Song by Kanye West featuring Roddy Ricch and Shenseea

from the album Donda
- Released: August 29, 2021
- Recorded: May 25 – August 2021
- Length: 5:59
- Label: GOOD; Def Jam;
- Songwriters: Kanye West; Rodrick Wayne Moore, Jr.; Chinsea Lee; Bastian Völkel; Christoph Bauss; Cydel Charles Young; Dexter Mills; Donny Flores; Jahmal Gwin; Leonard Harris; Malik Yusef; Mark Williams; Mike Dean; Orlando Wilder; Raphael Saadiq; Raul Cubina; Simon David Plummer; Tim Friedrich; Tyshane Thompson; Warren Trotter;
- Producers: Kanye West; BoogzDaBeast;

= Pure Souls =

"Pure Souls" is a song by American rapper Kanye West from his tenth studio album, Donda (2021). The song features uncredited vocals from fellow American rapper Roddy Ricch and Jamaican singer Shenseea.

The song peaked at No. 52 on the Billboard Hot 100. It has been certified gold by the Recording Industry Association of America (RIAA), denoting sales of over 500,000 units in the United States.

==Background==
In September 2020, West had a rant on his Twitter account where amongst posting his full recording contract with Universal, he posted a video of him urinating on one of his Grammy awards; captioning the post with "Trust me... I won't stop". Roddy Ricch, who is featured on the track, was nominated for six entries at the 2020 Grammy awards, but left the show empty handed. Roddy Ricch called out West in March 2021, believing that he disrespected the Grammys, saying "How do you think that makes the world look at my accomplishment?". In an interview with Big Boy in June 2021, he stated that he had met up with West and recorded music together and that there was no disrespect towards him. Roddy Ricch references the incident on the song, singing "They said I was mad at the Grammys, but I'm looking at my Grammy right now/Pulled up on Ye and said they don't understand me, I just want my dog to pipe down".

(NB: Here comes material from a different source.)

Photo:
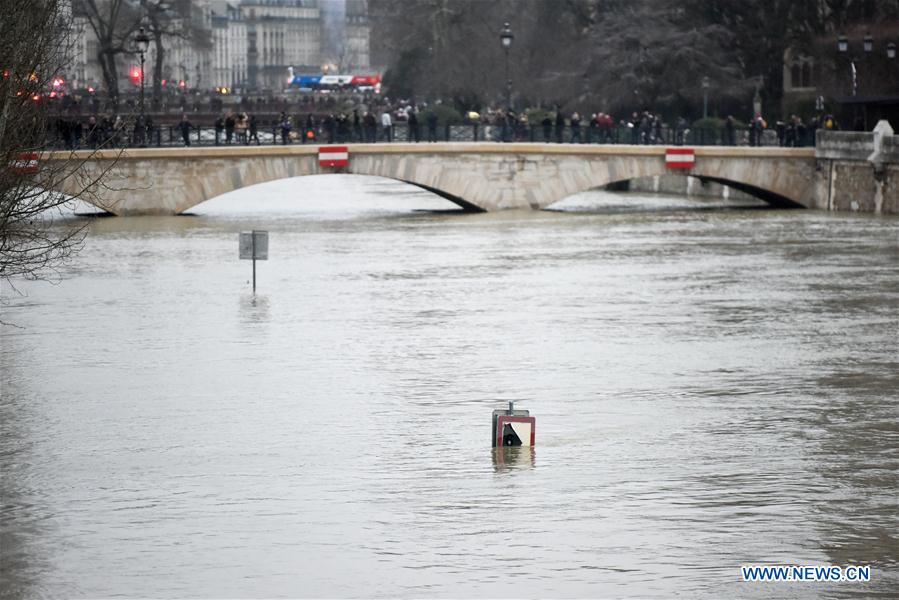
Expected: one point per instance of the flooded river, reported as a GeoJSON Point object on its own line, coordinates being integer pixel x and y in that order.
{"type": "Point", "coordinates": [714, 386]}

The song was first previewed during a listening party at Mercedes-Benz Stadium on July 22, 2021. At the August 5 listening party, West changed part of his verse, removing lines that alluded to his relationship with Barack Obama such as "44 telling me I'm still not folks". At the August 26 listening party at Soldier Field, West added Jamaican singer Shenseea to the track. The collaboration came about after he had watched her freestyle at Hot 97 with Funkmaster Flex, which was uploaded on July 28, 2021. At the listening event, Shenseea joined West on the stairs of his remade childhood home along with artists such as Travis Scott, Marilyn Manson and DaBaby.

== Personnel ==
Credits adapted from Tidal.
- Co-production - Bastian Völkel, Mike Dean, Ojivolta, Shuko, Sucuki
- Additional production - Fya Man
- Mixing and mastering - Irko
- Record engineering - Alejandro Rodriguez-Dawsøn, Chris Connors, Josh Berg, Mikalai Skrobat, Patrick Hundley, Roark Bailey, Will Chason
- Vocal editing - Chris Connors, Louis Bell

==Charts==

===Weekly charts===

Chart performance for "Pure Souls"
| Chart (2021) | Peak position |
|---|---|
| Australia (ARIA) | 37 |
| Canada Hot 100 (Billboard) | 46 |
| Global 200 (Billboard) | 45 |
| Lithuania (AGATA) | 80 |
| Portugal (AFP) | 96 |
| South Africa (TOSAC) | 26 |
| Sweden (Sverigetopplistan) | 83 |
| UK Hip Hop/R&B (Official Charts) | 14 |
| US Billboard Hot 100 | 52 |
| US Hot Christian Songs (Billboard) | 12 |
| US Gospel Songs (Billboard) | 10 |
| US Hot R&B/Hip-Hop Songs (Billboard) | 25 |

===Year-end charts===

2021 year-end chart performance for "Pure Souls"
| Chart (2021) | Position |
|---|---|
| US Christian Songs (Billboard) | 47 |
| US Gospel Songs (Billboard) | 14 |

== Certifications ==

Certifications and sales for Pure Souls
| Region | Certification | Certified units/sales |
| United States (RIAA) | Gold | 500,000^{‡} |
^{‡} Sales+streaming figures based on certification alone.